The February 2016 edition of the Food Demand Survey (FooDS) is now out.
A few highlights:
- Willingness-to-Pay for most meat products was relatively steady except for an increase in WTP for ground beef and pork chops and a decrease for chicken wings (note: the timing of the survey fell after the Super Bowl weekend).
- There was a large change in price expectations. Consumers expect lower meat prices than they did a month ago. In fact the expectations are as low as they've been since the survey started in May 2013.
- There was an increase in awareness of bird flu in the media over the past couple weeks.
- There was lower concern expressed about both "pink slime" and "lean finely textured beef."
Several new ad hoc questions were added to the survey this month.
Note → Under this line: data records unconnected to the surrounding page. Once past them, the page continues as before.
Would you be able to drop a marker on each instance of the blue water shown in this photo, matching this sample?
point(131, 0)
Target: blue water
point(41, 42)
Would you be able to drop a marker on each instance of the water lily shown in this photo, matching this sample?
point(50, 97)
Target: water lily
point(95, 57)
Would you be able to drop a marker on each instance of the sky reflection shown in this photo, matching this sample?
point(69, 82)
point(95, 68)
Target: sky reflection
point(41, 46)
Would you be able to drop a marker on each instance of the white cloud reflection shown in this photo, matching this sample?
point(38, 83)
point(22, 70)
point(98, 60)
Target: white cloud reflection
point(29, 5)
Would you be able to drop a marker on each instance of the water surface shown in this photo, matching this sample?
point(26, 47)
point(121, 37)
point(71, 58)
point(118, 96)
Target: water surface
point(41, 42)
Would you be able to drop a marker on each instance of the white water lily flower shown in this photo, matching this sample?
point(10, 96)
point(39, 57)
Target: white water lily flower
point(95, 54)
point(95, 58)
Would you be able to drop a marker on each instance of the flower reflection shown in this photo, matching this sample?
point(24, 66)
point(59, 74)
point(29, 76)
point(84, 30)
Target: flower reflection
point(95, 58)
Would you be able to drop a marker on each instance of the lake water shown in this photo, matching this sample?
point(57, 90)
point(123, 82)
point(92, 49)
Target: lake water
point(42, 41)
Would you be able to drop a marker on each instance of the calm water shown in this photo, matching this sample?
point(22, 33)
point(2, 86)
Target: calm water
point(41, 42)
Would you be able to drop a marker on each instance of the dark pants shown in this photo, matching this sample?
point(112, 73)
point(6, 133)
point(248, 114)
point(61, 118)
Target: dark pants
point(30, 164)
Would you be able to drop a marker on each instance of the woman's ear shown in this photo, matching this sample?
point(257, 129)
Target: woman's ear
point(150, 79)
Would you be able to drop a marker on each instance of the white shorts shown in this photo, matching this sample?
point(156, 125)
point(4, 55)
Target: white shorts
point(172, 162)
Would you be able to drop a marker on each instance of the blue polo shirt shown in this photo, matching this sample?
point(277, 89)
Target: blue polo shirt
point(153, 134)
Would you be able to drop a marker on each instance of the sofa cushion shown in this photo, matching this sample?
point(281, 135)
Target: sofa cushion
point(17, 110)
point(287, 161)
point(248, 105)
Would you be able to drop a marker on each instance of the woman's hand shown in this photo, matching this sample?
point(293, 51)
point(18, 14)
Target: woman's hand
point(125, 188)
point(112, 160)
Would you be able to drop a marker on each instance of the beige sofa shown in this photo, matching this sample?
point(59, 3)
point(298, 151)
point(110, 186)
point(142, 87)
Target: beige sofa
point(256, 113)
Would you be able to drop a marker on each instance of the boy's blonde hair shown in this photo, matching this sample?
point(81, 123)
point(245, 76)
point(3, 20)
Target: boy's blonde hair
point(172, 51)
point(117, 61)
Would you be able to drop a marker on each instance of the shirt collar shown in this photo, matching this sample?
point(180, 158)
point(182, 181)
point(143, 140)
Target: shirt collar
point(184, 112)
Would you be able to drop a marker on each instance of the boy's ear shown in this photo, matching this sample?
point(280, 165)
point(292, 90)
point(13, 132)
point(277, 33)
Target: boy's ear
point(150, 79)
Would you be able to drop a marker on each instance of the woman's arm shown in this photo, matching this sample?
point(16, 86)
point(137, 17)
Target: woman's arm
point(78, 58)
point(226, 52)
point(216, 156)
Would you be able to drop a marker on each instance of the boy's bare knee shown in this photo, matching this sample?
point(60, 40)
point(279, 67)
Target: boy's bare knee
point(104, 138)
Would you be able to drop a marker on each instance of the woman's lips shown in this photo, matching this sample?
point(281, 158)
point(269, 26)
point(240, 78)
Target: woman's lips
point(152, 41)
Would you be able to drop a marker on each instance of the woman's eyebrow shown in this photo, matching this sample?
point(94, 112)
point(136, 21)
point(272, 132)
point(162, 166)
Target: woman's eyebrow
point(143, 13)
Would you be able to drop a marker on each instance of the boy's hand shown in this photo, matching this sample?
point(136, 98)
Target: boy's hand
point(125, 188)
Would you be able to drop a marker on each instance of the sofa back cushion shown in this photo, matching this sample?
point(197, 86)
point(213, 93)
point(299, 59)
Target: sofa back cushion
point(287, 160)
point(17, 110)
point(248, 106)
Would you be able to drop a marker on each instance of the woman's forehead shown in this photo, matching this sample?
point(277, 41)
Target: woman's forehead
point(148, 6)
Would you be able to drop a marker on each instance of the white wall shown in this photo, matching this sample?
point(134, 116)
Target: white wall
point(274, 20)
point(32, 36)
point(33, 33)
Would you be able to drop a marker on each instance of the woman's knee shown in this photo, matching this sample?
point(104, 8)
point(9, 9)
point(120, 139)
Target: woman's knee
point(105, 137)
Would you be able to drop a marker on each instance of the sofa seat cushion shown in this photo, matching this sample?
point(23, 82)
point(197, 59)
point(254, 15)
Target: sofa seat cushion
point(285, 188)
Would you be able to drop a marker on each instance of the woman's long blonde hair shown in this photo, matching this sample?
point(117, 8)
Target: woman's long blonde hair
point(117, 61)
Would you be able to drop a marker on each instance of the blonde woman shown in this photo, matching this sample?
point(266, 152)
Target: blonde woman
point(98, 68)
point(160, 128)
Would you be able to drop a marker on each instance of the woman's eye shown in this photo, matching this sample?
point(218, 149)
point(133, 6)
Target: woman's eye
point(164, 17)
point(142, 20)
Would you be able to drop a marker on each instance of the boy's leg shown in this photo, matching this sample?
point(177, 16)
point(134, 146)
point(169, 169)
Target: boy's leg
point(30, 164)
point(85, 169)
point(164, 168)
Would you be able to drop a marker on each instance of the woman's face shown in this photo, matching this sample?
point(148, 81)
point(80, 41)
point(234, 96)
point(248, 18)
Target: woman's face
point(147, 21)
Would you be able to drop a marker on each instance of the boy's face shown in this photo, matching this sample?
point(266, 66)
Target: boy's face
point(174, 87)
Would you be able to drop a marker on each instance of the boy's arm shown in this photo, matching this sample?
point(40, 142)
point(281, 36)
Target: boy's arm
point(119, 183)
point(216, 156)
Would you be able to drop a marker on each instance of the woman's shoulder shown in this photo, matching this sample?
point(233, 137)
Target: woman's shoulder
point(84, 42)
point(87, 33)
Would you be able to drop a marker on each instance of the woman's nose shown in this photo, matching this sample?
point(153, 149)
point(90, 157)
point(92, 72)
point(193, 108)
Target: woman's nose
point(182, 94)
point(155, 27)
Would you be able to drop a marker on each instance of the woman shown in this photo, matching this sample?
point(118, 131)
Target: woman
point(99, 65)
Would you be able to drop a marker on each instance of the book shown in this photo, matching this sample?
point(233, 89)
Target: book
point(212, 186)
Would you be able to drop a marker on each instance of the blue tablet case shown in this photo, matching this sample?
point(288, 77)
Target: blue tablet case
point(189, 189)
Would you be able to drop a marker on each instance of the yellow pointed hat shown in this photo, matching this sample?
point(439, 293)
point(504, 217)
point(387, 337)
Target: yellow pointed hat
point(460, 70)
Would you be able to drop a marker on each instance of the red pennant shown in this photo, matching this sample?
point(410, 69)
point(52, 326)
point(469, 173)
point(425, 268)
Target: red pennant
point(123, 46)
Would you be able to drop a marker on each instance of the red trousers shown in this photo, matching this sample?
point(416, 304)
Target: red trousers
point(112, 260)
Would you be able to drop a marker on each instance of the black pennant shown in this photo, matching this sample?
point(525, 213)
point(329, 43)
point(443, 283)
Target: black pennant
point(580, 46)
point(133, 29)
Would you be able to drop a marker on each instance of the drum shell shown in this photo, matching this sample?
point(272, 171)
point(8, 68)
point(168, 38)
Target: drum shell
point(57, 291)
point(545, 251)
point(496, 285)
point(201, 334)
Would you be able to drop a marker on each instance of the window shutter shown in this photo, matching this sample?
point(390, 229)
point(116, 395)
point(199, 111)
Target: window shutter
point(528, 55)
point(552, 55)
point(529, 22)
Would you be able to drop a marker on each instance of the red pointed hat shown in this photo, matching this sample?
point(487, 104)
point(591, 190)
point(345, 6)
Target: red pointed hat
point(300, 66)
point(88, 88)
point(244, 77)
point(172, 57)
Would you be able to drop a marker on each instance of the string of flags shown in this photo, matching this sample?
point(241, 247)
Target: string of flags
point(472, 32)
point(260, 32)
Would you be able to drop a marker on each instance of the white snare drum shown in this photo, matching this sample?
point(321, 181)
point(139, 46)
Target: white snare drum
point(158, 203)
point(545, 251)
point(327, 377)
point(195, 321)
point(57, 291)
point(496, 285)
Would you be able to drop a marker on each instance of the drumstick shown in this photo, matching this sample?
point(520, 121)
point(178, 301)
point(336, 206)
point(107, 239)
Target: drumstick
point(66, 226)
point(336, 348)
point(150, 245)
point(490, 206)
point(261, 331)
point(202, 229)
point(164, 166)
Some questions related to GMO safety beliefs, and how they varied with the ability of consumers to express uncertainty. There's a lot to discuss on that topic, so these questions will be discussed separately.
The other ad hoc question was added for a bit of fun. Given the busy election season, we asked respondents, “Who do you plan to vote for in the presidential primary election?” A list of 16 options was then provided.
The majority of respondents replied “I don’t know”. Donald Trump (R) and Hilary Clinton (D) were the two candidates with the most planned votes, followed closely by Bernie Sanders and “I do not plan to vote.” After Trump, all other listed Republican candidates garnered a cumulative 16% of the anticipated vote.
Out of curiosity , we took a look at how some of the answers to other survey questions varied with anticipated presidential voting (recognizing of course that the sample sizes are relatively small for each candidate, and thus the margins of errors wide).
Donald Trump supporters had the highest concern for E. Coli and placed the lowest relative importance on the food values of naturalness and the environment; Trump supporters were the biggest beef, pork, and overall meat eaters (but ate the least chicken breast). Sanders supporters eat the least beef, pork, and total meat.
Clinton and Sanders supporters placed the least relative importance on food prices. Clinton supporters were the most concerned about GMOs, and placed the highest relative importance on naturalness, nutrition, and environment when buying food.